Recently, novel classifications of DLBCL subtypes have been proposed based on genetic variants. For instance, genomic and transcriptomic analysis of 574 DLBCL biopsy samples revealed four distinct subtypes, viz. MCD (co-occurrence of MYD88L265P and CD79B mutations), BN2 (BCL6 fusions and NOTCH2 mutations), N1 (NOTCH1 mutations), and EZB (EZH2 mutations and BCL2 translocations) [9]. In another study [10] on a cohort of 304 primary DLBCL cases identified five distinct molecular subsets, including a novel GCB/ABC independent group (C0), based on genetic variations. Some of the key genetic variations in clusters include C1: BCL6 structural variations, C2: TP53 mutations, CDKN2A and RB1 deletions, C3: BCL2 mutation and PTEN deletion and C4: alterations in histone genes. These subtypes exhibited distinct molecular profiles, activation/inhibition of different pathogenic pathways and varied response to immuno-chemotherapy, affecting the overall outcome of patients.
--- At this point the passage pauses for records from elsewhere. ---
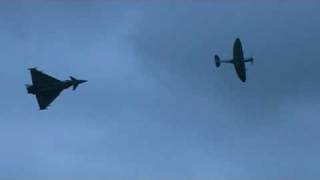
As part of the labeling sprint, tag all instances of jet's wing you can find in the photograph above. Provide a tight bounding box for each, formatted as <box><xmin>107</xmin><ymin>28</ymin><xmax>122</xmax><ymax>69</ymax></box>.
<box><xmin>36</xmin><ymin>90</ymin><xmax>62</xmax><ymax>110</ymax></box>
<box><xmin>233</xmin><ymin>38</ymin><xmax>243</xmax><ymax>60</ymax></box>
<box><xmin>30</xmin><ymin>68</ymin><xmax>61</xmax><ymax>86</ymax></box>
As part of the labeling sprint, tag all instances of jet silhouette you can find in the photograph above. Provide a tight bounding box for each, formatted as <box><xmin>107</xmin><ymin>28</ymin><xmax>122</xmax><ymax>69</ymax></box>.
<box><xmin>26</xmin><ymin>68</ymin><xmax>87</xmax><ymax>110</ymax></box>
<box><xmin>214</xmin><ymin>38</ymin><xmax>253</xmax><ymax>82</ymax></box>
Clearly, a high genetic complexity is observed and traditional COO classification categorizing patients into GCB or ABC subtypes is not sufficient for patient stratification and recognizing potential targets for new intervention strategies. Developing gene panels that can be easily used in a clinical setting may provide a solution, e.g., ‘Lymphopanel’ that identifies mutations in 34 genes across 8 immuno-oncogenic pathways [11].

Conclusion

Genetic variations, which includes sequence (SNVs and short INDELs) and structural variations (CNVs, translocations and inversions), are frequently observed in DLBCL, and act as potential diagnostic and prognostic biomarkers. Functional analysis of these variants would enable in understanding the molecular basis of heterogeneity, patient risk stratification and designing treatment regimens. Although several studies have identified a diverse set of genetic variations associated with the pathogenesis of DLBCL subtypes, a complete spectrum of genetic lesions in these subtypes and their associated pathways still remain to be elucidated. The major challenge is in finding the clinical relevance of recurrent genomic alterations. There clearly is a need for comprehensive resource annotating associations of tumour alterations with pathways, potential drug targets, and their relevant effect on anticancer drugs. Low sequencing costs and fast generation of sequence data has now made it possible to take genetic variant detection, annotation and association from the phenotype to clinical setting.